Dalam sejumlah segi yang amat penting, kitab UU Hukum
Dagang Mesir, 1948 langsung bertentangan dengan interpretasi
tradisional hukum Islam di semua mazhab yang diakui-misalnya
mengenai pinjaman atau investasi yang memikul beban bunga tetap,
taruhan dan perjudian cagak hidup dan asuransi.
Hukum Mesir membolehkan asuransi timbal balik (mutual),
asuransi dagang dengan persyaratan tertentu, asuransi atas bahaya yang
menimpa badan, asuransi terhadap bahaya-bahaya pertanggungan
perdata yang berupa harta benda. Usaha pertama yang dilakukan di Irak
pada tahun 1933, ketika sebuah komisaris para pembuat UU lokal
meneliti keadaan dan menyampaikan laporan. Tetapi usaha ini terbukti
gagal, karena tentangan dari para pemimpin agama.

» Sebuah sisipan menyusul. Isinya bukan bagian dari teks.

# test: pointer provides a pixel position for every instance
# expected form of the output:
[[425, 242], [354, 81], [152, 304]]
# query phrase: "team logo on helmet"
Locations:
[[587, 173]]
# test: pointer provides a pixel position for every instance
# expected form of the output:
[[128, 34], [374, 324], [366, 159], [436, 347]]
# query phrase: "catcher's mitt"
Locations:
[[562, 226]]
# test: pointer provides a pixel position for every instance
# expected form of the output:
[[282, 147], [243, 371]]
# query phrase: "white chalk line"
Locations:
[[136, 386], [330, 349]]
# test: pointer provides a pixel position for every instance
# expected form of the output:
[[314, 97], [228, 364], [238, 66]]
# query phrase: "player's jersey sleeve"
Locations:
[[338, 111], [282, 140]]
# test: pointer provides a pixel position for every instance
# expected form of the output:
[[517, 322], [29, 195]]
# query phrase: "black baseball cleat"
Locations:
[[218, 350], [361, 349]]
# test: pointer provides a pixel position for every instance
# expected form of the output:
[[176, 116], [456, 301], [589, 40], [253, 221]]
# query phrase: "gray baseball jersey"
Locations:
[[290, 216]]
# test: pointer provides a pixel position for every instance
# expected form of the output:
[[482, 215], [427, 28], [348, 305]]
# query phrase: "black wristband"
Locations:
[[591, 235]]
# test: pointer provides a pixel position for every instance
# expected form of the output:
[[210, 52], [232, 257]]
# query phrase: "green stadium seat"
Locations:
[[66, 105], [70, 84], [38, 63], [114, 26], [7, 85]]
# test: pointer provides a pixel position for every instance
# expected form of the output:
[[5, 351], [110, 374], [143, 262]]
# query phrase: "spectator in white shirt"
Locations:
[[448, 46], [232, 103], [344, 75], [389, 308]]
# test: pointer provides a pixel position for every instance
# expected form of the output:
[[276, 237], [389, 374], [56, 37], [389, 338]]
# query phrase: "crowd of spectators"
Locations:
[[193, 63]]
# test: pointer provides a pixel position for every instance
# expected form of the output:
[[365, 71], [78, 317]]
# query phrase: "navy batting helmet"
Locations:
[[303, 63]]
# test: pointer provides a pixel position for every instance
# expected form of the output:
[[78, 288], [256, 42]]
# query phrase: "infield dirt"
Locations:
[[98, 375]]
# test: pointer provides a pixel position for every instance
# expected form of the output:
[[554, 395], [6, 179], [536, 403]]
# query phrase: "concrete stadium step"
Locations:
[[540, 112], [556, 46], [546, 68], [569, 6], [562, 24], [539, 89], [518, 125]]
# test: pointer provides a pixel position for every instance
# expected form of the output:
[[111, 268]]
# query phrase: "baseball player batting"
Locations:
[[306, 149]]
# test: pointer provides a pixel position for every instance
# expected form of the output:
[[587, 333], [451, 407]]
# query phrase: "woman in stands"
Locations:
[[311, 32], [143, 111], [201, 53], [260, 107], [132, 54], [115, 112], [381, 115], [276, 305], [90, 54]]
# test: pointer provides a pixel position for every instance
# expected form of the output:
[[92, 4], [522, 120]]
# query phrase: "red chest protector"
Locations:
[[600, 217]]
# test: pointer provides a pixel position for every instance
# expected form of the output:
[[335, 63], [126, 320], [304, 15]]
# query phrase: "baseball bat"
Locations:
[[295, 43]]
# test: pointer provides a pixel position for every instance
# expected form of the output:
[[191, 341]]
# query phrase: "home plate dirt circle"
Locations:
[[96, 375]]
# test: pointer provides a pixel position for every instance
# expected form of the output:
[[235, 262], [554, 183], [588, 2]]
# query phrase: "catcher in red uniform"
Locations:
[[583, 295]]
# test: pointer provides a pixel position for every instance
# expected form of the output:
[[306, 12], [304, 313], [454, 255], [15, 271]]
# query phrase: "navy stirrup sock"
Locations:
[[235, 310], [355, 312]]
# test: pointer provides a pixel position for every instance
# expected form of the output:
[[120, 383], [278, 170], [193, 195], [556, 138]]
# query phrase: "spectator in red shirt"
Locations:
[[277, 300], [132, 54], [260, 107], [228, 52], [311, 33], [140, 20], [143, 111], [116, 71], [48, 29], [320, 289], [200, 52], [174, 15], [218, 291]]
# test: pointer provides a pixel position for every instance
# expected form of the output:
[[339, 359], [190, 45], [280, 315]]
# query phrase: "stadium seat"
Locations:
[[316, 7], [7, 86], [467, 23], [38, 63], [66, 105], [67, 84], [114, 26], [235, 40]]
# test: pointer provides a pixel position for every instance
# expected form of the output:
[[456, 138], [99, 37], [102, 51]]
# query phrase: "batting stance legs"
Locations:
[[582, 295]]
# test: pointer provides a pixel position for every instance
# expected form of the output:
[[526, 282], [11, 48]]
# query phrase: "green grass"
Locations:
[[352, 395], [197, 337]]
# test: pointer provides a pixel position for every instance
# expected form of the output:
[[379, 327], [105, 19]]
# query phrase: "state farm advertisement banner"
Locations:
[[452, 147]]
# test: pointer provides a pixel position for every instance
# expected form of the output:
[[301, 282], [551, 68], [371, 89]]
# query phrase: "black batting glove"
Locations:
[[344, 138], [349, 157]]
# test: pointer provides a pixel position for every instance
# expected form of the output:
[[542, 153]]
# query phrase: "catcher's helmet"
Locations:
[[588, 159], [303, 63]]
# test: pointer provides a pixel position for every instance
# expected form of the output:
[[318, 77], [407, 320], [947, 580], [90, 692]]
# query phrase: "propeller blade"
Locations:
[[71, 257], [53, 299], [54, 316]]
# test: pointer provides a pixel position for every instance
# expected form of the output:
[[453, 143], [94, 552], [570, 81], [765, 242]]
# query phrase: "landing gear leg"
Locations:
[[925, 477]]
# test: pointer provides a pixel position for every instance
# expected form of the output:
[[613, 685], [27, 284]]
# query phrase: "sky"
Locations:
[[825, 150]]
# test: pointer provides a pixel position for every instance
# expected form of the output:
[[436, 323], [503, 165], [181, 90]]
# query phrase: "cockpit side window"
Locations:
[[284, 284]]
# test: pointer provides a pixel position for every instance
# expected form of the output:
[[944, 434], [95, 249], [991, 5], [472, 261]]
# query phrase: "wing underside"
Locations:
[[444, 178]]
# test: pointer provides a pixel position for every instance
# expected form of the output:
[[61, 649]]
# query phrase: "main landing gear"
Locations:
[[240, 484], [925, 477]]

Kemudian pada 1936, komisi kedua diangkat. Komisi hukum ini
menugasi seorang ahli hukum Mesir yaitu Dokter Sanhuri Basya untuk
menyusun undang-undang hukum tersebut. Setelah selesai dibuat satu
jilid, untuk sementara menghentikan pekerjaannya dan baru dimulai lagi
pada tahun 1942 sampai selesai. Rancangan undang-undang ini
kemudian dibahas dalam sidang-sidang komisi di bawah pimpinan
doktor itu sendiri. Selesai pembahasannya oleh komisi kemudian
diajukan parlemen untuk memperoleh persetujuan.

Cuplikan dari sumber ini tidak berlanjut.